Não se constituiu um grupo formal de
afiliados à nova maneira de fazer teologia, mas se multiplicaram os teólogos
dessa nova geração, tanto na França, Bélgica, Holanda, Alemanha, Suiça e depois
em outras partes do mundo, entre eles os mais famosos: Hans Urs Von Balthazar,
Edouard Schillebeeckx, Lois Boyer, Karl Rahner, Joseph Ratzinger, Gerard
Philip, Hans Küng, Etienne Gilson, Jean
Morou, Louis Charlier, R. Dragnet...[2] .
Partiam das seguintes constatações:
+ A teologia
escolástica, se distanciava de Tomas de Aquino, embora continuasse usando o seu
nome. A neo-escolástica era um ensinamento de manuais, distanciado da vida,
a-histórico, rígido e imposto na formação dos religiosos e clérigos. Depois de
Trento deixou de ser uma eclesiologia para ser uma hierarqueologia,
+ A
mensagem estava sendo proclamada de cima para baixo, como verdade imutável,
definitiva, indiscutível, sem tomar em consideração a capacidade de recepção
dos destinatários, nas circunstancias em que se encontravam.
+ Essa
transmissão do Evangelho deixava de ser Boa Nova. As pessoas não sentiam que
era “nova” e nem que era “boa”. Sempre se dizia o mesmo, embora as realidades
houvessem mudado.
+ Era o
imobilismo do pensamento grego. Não tinha sentido histórico. Era essencialista e desconhecia a subjetividade
humana. Estava fora da quotidianidade do Povo de Deus. Era incapaz de oferecer
aos contemporâneos, alimento espiritual e doutrinal. Estava desligada da
pastoral e da espiritualidade
+ Essa
teologia não era assumida pelos fieis. Não podiam sentir sua bondade ou
maldade. – “Então, se perguntavam os
teólogo e pastores, como é que nos primeiros tempos do cristianismo a Mensagem
impactava, orientava as pessoas e os povos?”
2. CARACTERÍSTICA DA NOVA TEOLOGIA
A nova maneira de refletir sobre a fé, ou
seja, “fazer teologia”, rompeu o mito da neo-escolástica, considerada uma
teologia particular indevidamente universalizada.
Essa nova maneira teológica, de um lado
mantinha a seriedade doutrinal, sua volta ao passado não era uma obsessão por
ele (“Repristinicação” como dizia Congar). Era um entendimento novo (luz nova)
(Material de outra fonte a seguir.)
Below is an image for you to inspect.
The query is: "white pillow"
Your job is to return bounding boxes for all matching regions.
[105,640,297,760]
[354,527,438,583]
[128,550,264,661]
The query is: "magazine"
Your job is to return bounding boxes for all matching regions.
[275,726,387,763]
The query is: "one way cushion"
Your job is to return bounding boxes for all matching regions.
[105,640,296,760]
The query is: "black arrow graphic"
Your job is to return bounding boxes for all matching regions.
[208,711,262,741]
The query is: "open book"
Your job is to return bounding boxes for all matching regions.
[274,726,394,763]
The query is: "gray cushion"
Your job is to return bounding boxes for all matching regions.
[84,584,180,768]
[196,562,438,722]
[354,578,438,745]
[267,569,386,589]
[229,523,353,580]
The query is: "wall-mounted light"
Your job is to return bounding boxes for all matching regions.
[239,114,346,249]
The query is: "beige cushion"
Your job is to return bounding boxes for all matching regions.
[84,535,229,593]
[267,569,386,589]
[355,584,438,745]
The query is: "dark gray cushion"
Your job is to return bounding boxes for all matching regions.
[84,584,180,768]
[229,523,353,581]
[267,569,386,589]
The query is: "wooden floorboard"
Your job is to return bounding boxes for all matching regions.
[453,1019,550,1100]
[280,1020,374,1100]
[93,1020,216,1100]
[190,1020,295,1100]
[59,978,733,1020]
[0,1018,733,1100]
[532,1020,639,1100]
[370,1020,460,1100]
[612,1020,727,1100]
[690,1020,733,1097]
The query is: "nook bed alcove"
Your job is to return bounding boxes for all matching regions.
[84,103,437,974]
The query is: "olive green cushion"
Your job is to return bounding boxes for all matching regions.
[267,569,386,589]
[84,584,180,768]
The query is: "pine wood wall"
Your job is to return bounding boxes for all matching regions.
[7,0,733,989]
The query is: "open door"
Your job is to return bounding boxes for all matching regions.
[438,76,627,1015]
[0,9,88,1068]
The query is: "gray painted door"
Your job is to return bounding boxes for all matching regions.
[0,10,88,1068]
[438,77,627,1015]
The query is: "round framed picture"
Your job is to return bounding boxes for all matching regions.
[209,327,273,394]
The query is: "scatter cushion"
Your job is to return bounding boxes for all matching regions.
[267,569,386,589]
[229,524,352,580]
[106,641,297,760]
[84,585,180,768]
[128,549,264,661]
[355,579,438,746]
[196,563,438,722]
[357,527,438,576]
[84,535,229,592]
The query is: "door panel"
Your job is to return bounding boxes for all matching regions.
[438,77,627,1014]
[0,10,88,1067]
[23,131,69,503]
sobre os desígnios de Deus, sobre a vocação humana (como GS 11 vai dizer, em
1965)
- Foi um
método histórico, indutivo que alcançava a sensibilidade, a imaginação, a
intuição das pessoas. Uma teologia que falava às situações presentes, dentro de
uma sociedade secularizada, recuperando inteligente e criadoramente o passado.
-
Interrogava as fontes da fé cristã com perguntas do tempo atual. Descobria perspectivas que a neo-escolástica
ou não havia descoberto, ou havia deixado de lado ou não estava apta da
enfrenta-las.
- A Nova
teologia segue um dinamismo indutivo partindo das pessoas às referências da
fé. Esta não tinha se esgotado em uma
formulação teórica indiscutível. Duas referências orientam a Nouvelle
Theologie: a Revelação e a Patrística. Esta tradição não se constituiu como uma
força para traz, senão para frente. Nenhuma “tradição” esgotou A TRADIÇÃO.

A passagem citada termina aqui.